University of Hawai`i researchers, after studying previous climate cycles, conclude that climate change will be with us a long, long time.
And it’s because of our persistent use of carbon-based
fuels, said University of Hawaiʻi at Mānoa oceanographer Richard Zeebe in a
paper in the Proceedings of the National Academy of Sciences. A press releaseon the paper is here.
(Image: Earth, from space. Credit: NASA.)
That carbon use has driven the atmospheric carbon-dioxide index from 280 to 400 parts per million since
the start of the industrial age. And that in turn will drive further warming,
whose impacts will include continued melting of large ice sheets and resulting
sea level rise.
Zeebe looked at the feedback in the climate system caused by
such warming. There are faster feedback mechanisms like snow cover and clouds
(as snow and cloud cover change, the amount of solar radiation reflected away
from the planet also changes.) But there are slower feedback mechanisms as
well, including impacts from changing vegetation patterns. And some of those
changes could extend for centuries, he calculated
“The calculations showed that man-made climate change could
be more severe and take even longer than we thought before… We need to put the
impact that humans have on this planet into a historic and geologic context.”
Zeebe said.
“By continuing to put these huge amounts of carbon dioxide
in the atmosphere, we’re gambling with climate and the outcome is still
uncertain.

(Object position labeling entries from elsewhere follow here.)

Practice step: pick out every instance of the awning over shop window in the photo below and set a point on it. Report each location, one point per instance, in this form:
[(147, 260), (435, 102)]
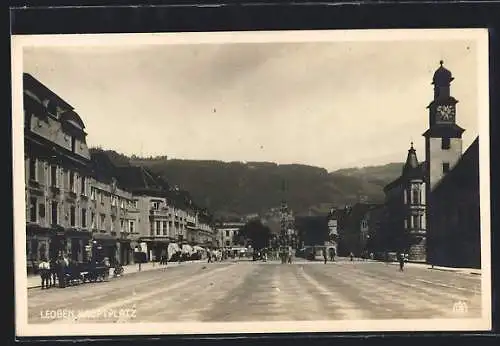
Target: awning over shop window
[(187, 249), (105, 239), (173, 248)]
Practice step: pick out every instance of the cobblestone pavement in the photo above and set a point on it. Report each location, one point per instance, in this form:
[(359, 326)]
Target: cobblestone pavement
[(256, 291)]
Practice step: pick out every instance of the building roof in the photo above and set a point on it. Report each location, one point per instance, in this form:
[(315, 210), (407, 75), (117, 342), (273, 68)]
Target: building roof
[(412, 169), (42, 92), (444, 130), (312, 229), (442, 76), (102, 167), (139, 179)]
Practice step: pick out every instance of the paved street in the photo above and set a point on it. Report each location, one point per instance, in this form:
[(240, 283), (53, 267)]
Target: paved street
[(256, 291)]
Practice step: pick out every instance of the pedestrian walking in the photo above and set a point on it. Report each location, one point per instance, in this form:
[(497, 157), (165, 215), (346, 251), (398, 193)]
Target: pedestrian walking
[(332, 254), (401, 262), (61, 271), (53, 272), (44, 270)]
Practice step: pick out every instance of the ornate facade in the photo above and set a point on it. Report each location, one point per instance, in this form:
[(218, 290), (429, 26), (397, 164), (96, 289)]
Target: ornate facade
[(76, 200), (57, 176)]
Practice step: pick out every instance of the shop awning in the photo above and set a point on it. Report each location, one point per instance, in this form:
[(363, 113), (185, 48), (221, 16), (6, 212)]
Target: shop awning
[(104, 239)]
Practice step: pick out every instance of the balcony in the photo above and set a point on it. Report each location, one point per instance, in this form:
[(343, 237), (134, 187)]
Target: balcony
[(158, 212), (417, 232), (71, 195), (36, 187)]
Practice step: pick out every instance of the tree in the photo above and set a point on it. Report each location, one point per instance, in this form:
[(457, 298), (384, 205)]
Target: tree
[(256, 233)]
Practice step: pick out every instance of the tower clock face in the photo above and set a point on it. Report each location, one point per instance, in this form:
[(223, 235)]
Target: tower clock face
[(445, 112)]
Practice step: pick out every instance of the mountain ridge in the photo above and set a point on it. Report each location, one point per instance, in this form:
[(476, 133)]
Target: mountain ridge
[(231, 189)]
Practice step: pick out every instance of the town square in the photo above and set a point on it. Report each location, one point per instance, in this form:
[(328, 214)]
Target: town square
[(224, 201)]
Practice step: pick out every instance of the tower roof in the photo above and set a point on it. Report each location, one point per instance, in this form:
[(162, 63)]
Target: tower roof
[(442, 76), (411, 167)]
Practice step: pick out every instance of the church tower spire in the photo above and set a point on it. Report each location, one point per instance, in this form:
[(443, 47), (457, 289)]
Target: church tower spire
[(443, 139)]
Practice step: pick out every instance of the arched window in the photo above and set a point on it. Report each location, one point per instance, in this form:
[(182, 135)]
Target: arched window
[(416, 195)]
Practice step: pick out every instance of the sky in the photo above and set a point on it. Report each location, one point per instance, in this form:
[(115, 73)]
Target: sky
[(328, 104)]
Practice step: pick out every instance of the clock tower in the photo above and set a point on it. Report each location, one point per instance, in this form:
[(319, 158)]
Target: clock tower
[(443, 139)]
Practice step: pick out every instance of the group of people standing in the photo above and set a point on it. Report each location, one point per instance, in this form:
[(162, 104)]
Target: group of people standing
[(329, 254), (53, 270)]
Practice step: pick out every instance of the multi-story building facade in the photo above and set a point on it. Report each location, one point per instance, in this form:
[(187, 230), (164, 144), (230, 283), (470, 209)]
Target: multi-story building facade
[(452, 183), (78, 200), (406, 205), (113, 211), (57, 176), (355, 228), (454, 236), (226, 234)]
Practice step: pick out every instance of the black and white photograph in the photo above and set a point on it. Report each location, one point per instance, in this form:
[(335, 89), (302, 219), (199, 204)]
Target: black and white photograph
[(251, 182)]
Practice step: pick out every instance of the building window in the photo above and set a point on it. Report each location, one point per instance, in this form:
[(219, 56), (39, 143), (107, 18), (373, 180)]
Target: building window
[(84, 218), (445, 143), (72, 182), (55, 215), (32, 209), (446, 167), (417, 221), (32, 169), (103, 221), (416, 196), (41, 209), (83, 187), (53, 176), (72, 215)]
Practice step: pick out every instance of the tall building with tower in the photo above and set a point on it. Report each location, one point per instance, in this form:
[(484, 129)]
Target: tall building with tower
[(443, 139), (452, 183), (409, 203)]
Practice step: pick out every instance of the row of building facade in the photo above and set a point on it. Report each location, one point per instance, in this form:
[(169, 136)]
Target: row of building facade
[(431, 212), (77, 199)]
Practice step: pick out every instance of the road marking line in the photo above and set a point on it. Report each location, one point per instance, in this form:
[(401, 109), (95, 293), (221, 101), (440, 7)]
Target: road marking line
[(345, 307), (111, 306), (448, 286)]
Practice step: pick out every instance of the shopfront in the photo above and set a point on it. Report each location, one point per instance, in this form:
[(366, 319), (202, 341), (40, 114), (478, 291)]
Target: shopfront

The legacy of our fossil fuel
burning today is a hangover that could last for tens of thousands of years, if
not hundreds of thousands of years to come.”
© Jan TenBruggencate 2013
Citation: Zeebe, R. E., Time-dependent climate sensitivity
and the legacy of anthropogenic greenhouse gas emissions, Proceedings of the
National Academy of Sciences, 110, doi:10.1073/pnas.1222843110, Aug 05, 2013.